Unificadamente

Ya se ha transformado casi en un lugar común llegar a este lugar diciendo que vengo como si estuviera atendiendo a una invitación. En realidad lo es. La búsqueda de sí mismo es una tarea continua.

Disponer de esta ventana al mundo es un privilegio. Un espacio de encuentro que me ayuda a constantemente prestar atención a las maneras como vivo. La prisa continua e inútil, que está implantada como si fuera natural.

No necesito estar corriendo todo el tiempo. Puedo parar. Vengo tratando de parar, como tantas personas que he escuchado en las rondas virtuales de Terapia Comunitaria Integrativa.

¨¿Adónde estábamos yendo tan apurados?¨ preguntaba el papa Francisco al comienzo de la pandemia. Yo sigo preguntándome: ¿por qué todo este apuro? ¿Es que no puedo quedarme aquí? ¿Tengo que salir a toda velocidad?
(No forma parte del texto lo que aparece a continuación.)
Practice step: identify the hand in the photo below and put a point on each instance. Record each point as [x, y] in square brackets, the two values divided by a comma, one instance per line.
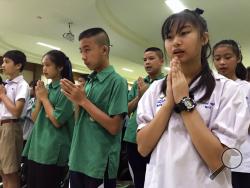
[169, 91]
[2, 91]
[74, 93]
[142, 87]
[179, 82]
[41, 91]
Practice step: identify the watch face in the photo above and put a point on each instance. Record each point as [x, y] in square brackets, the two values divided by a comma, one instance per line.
[188, 103]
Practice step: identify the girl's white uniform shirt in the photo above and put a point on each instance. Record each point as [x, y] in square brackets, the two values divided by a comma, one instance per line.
[245, 147]
[174, 162]
[16, 89]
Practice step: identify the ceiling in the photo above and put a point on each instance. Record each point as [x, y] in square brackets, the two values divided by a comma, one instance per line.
[132, 25]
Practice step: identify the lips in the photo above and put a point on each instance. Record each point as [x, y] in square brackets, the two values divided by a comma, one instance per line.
[148, 68]
[178, 52]
[222, 69]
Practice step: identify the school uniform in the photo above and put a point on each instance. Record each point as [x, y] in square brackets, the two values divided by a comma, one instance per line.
[175, 163]
[93, 148]
[47, 148]
[241, 175]
[137, 162]
[11, 140]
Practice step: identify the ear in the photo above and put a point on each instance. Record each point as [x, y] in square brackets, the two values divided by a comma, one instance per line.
[60, 68]
[19, 66]
[205, 38]
[105, 50]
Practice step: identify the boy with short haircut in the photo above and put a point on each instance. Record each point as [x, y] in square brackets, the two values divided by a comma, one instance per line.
[96, 142]
[13, 102]
[153, 61]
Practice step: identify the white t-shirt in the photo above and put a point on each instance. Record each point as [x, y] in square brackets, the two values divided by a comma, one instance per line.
[16, 89]
[174, 162]
[245, 147]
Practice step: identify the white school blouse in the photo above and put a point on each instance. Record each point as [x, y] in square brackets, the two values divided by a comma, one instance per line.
[16, 89]
[245, 147]
[174, 162]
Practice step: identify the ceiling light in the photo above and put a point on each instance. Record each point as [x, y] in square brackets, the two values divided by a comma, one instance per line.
[175, 5]
[48, 46]
[128, 70]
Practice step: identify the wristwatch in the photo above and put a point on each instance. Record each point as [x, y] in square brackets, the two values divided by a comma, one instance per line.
[186, 104]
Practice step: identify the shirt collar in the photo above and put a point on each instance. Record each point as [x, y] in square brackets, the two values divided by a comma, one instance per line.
[101, 76]
[15, 80]
[54, 84]
[147, 79]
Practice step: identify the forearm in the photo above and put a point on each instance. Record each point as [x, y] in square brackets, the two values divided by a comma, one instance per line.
[112, 125]
[12, 107]
[132, 105]
[207, 145]
[49, 111]
[148, 136]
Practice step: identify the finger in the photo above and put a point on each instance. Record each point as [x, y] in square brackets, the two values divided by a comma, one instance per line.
[68, 95]
[67, 85]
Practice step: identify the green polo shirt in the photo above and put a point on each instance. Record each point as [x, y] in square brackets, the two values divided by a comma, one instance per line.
[93, 147]
[130, 133]
[48, 144]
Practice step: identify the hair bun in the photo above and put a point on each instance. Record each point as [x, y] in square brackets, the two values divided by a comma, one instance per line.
[199, 11]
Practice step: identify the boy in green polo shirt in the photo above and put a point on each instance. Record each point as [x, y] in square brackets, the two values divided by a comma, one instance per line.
[153, 61]
[95, 148]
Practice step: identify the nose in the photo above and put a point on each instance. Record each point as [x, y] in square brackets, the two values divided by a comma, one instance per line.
[147, 61]
[176, 41]
[222, 61]
[84, 57]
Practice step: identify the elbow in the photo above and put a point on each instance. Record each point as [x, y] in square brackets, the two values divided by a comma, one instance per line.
[114, 130]
[142, 151]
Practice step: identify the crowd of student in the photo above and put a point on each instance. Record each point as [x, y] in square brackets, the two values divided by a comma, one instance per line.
[179, 124]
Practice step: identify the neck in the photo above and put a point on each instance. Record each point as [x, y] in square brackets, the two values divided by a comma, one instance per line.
[191, 70]
[233, 77]
[14, 75]
[154, 76]
[102, 65]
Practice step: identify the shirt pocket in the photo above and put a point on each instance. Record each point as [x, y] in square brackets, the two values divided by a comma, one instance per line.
[153, 177]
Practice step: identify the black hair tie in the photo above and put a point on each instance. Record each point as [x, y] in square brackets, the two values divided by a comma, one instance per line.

¿Tengo tantas cosas que hacer que casi no puedo prestar atención a mi estar aquí? Las personas con quienes convivo o me relaciono, el ambiente a mi alrededor, los pájaros, las flores, el cielo, el mar, la ciudad, las veredas, todo merece atención.
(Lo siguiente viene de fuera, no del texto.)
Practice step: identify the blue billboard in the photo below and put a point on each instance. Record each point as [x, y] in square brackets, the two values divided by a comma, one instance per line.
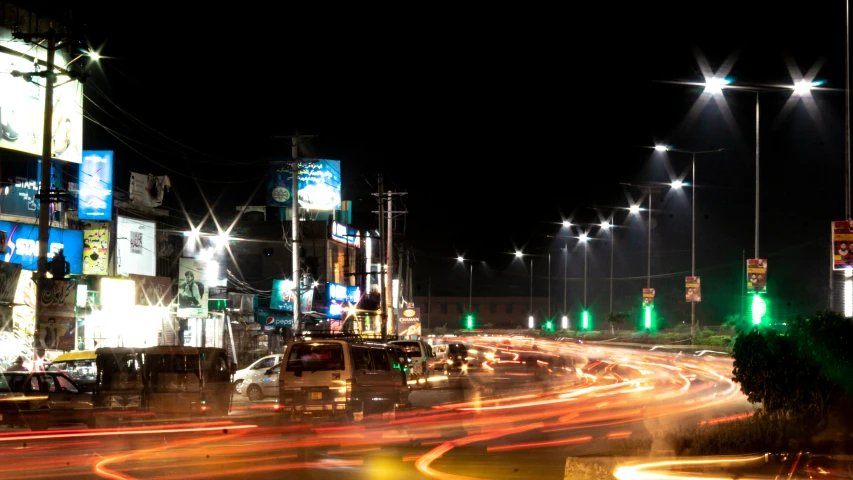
[319, 185]
[95, 198]
[338, 295]
[22, 245]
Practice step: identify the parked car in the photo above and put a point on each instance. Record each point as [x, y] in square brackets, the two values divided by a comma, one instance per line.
[41, 399]
[348, 378]
[261, 384]
[260, 365]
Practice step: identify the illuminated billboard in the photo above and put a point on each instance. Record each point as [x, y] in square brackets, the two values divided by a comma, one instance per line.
[319, 185]
[22, 245]
[95, 196]
[22, 103]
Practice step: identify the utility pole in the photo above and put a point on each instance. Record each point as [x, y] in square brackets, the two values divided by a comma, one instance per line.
[382, 267]
[52, 38]
[386, 217]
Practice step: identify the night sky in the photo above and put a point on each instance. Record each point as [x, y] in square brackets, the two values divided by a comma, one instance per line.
[499, 124]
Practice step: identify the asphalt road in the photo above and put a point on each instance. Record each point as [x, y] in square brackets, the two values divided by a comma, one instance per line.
[504, 420]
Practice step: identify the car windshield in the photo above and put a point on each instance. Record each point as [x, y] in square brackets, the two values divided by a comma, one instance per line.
[11, 382]
[315, 357]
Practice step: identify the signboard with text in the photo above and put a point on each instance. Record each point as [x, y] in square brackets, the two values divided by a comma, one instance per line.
[648, 296]
[756, 274]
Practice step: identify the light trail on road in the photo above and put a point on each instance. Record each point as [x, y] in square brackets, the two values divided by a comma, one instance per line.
[603, 398]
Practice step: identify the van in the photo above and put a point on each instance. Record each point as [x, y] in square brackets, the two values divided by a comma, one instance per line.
[347, 378]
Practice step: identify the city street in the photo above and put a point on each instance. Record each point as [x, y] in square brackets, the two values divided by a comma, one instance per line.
[503, 420]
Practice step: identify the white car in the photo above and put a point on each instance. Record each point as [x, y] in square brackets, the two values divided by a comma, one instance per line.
[259, 365]
[261, 384]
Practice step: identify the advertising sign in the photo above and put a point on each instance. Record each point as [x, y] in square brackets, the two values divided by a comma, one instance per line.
[756, 274]
[648, 296]
[56, 322]
[409, 321]
[22, 245]
[693, 290]
[192, 292]
[95, 195]
[9, 275]
[345, 235]
[283, 296]
[22, 103]
[96, 247]
[136, 242]
[273, 318]
[319, 185]
[20, 198]
[842, 244]
[153, 291]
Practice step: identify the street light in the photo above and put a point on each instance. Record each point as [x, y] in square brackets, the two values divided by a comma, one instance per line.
[461, 260]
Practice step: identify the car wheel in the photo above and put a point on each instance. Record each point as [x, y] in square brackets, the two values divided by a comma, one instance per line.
[254, 393]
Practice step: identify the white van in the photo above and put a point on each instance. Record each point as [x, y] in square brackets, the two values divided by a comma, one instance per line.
[342, 377]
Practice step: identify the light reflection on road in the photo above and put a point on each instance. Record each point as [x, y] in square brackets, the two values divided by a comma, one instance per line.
[505, 409]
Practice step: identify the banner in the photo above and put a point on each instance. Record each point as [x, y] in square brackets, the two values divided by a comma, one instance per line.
[153, 291]
[283, 296]
[648, 296]
[319, 185]
[136, 242]
[842, 244]
[756, 274]
[96, 248]
[148, 190]
[694, 292]
[22, 102]
[408, 321]
[95, 195]
[9, 275]
[274, 318]
[56, 322]
[192, 293]
[22, 245]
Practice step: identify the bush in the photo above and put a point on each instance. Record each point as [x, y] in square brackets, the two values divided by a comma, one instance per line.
[760, 433]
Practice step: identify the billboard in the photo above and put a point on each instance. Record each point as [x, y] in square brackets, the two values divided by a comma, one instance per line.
[345, 235]
[842, 244]
[96, 248]
[22, 103]
[56, 322]
[409, 321]
[319, 185]
[693, 290]
[648, 296]
[338, 295]
[136, 245]
[756, 274]
[283, 296]
[153, 291]
[272, 318]
[95, 194]
[192, 292]
[22, 245]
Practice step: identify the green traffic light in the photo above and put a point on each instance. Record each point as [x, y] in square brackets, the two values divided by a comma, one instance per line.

¿Si no estoy aquí adónde estoy? La busca de un centramiento, una presencia atenta al presente, me viene ayudando a focalizarme. Viene en mi auxilio como siempre, la atención a lo que veo en mi interior.

Una flor violeta que crece en mi jardín, y que ahora la veo con contornos no demasiado claros. La escucha a quienes están cerca. Las voces internas que me ayudan a elegir el camino justo. El amor que es el centro y el eje de la vida.

Cuando presto atención al presente me conecto. La conexión es simple y directa, no es mediada. Necesito saber que puedo estar aquí.

Esto significa que todas las dimensiones que me constituyen, así como constituyen a todo ser humano, están plenamente en acción. Lo racional y lo intuitivo.

Los deseos, los sueños, las emociones, la voluntad, las decisiones, lo imaginario. Todo este universo que recorro y unifico al escribir. Por eso es que sigo viniendo a esta página.

Este es un lugar para compartir experiencias de vida. Leo el libro de la escritora feminista Anaïs Nin (The Novel of the Future).

Un fuerte estímulo para una reconciliación con la multiplicidad y diversidad que nos constituye como seres humanos. Somos más, mucho más que esa deformación grotesca con que tratan de identificarnos desde la subcultura despersonalizante.

Arte y religión. Vida cotidiana. Son vías de rescate de nuestra totalidad. En mi libro Max Weber: ciencia y valores (Buenos Aires: ed. Homo Sapiens, 2005) presento mi lectura de una sociología involucrada con esta tarea de rehacer la unidad del vivir.